CheckpointManager is used for storing and loading the state of a trainer (and some other things) in the file system.

vidlu.training.steps defines training and evaluation steps. Instances of step classes (inheriting BaseStep) have a __call__ method that accepts a Trainer instance and a data batch. Training steps can be stateful and might need to define state_dict and load_state_dict methods. There are steps of different supervised, adversarial, semi-supervised, normalizing flow, and some hybrid algorithms.

Factories

vidlu.factories contains the factories that can create model, data, learning, and evaluation components from strings representing Python expressions (which can be provided through the command line). Note that it uses Python's eval extensively.

get_prepared_data_for_trainer accepts a string containing the names of the datasets (with subset names) and code of an arbitrary transformations applied to them (using Dataset's methods, vidlu.data.utils.dataset_ops, vidlu.transforms, torchvision.transforms...). It also requires datasets_dir and cache_dir, which represent paths to root directories for datasets and cache. It returns a sequence of Dataset instances with the transformations applied. The returned Dataset instances also convert images and labels to PyTorch Tensor instances. They also scale images to range [0..1] and transpose them to the CHW format.

get_model (among other arguments) accepts a string containing the name of the model and a list of arguments. The list of arguments is separated by a comma from the model name. The model name should be either (1) a symbol from vidlu.models, (2) a symbol reachable through module located in paths listed in the VIDLU_EXTENSIONS environment variable, (3) a Pytorch Hub identifier that can be given to torch.hub.load. The list of arguments can contain argument trees constructed by nesting calls to the ArgTree constructor (t is a short alias), or other appropriate UpdaTree classes. Some other arguments that get_model accepts are input_adapter_str (a string defining input pre-processing), prep_dataset (prepared dataset used for getting possible problem-specific information and inputs for model initialization) and device.

get_trainer accepts a string representing an argument list for the TrainingConfig constructor and a model. Keyword arguments can be defined as trees (appropriate instances of UpdaTree from vidlu.utils.func) that are used to update (without mutation) TrainingConfig elements and objects within.

Custom modules can be made available for use in string expressions using extensions.

Training configurations

Training hyperparameter configurations can be defined using the TrainerConfig class from vidlu.configs.training. The TrainingConfig constructor accepts 0 or more TrainingConfig instances as positional arguments and keyword arguments that correspond to parameters of the Trainer constructor. New configurations can be created by extending updating previously defined ones.

Optimizer configurations can be defined using OptimizerMaker, which stores all optimizer information while being decoupled from model parameters. In contrast to optimizers from torch.optim and vidlu.optim it stores module names instead of parameters. An optimizer instance can be created by calling an instance of OptimizerMaker with the model as the argument.

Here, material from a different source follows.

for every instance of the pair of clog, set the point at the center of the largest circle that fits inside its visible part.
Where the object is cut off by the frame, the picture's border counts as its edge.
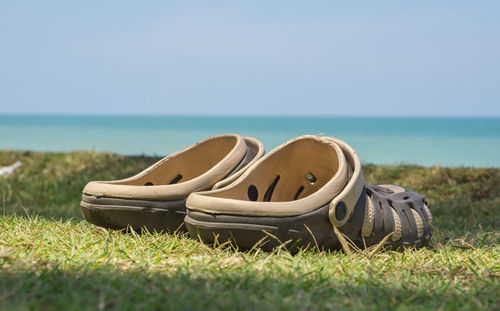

vidlu.configs.training contains many examples of configurations for things such as classification, semantic segmentation, adversarial training, semi-supervised learning, invertible models, ...

Experiments

vidlu.experiment defines a program for creating and running experiments. It uses vidlu.factories to create a Trainer, it defines training and evaluation loop actions such as evaluation of performance metrics from vidlu.metrics, printing, logging, checkpoint management, user interaction (command execution and training/evaluation step output inspection), and training time estimation.

Extensions

Vidlu enables extensions using the naming convention approach. Installed packages or other packages found in directories in the PYTHONPATH environment variable with names prefixed with "vidlu_" are loaded and made available in the extensions dictionary in the vidlu.extensions module, but the prefix is removed. Extensions are also directly available for expression arguments for factories in vidlu.factories.

Commonly used utilities

In many places in the code, some parameter names end with _f. This means that the argument is not a final object but a factory (hence _f). E.g. block_f() should produce a block instance. This is to allow more flexibility while keeping signatures short. Here the combination of such a design with ArgTree and tree_partial (analogue of functools.partial) allows flexible functional modification of any set of parameters of nested functions.

def make_swallow(..., type='european'): ...

def make_flock(..., load=None, swallow_f=make_swallow): ...

def eu(..., flock_f=make_flock):
    ...
    flock = flock_f(...)
    ...

from vidlu.utils.func import ArgTree as t
au = tree_partial(eu, flock_f=t(load='coconut', swallow_f=t(type='african')))
au()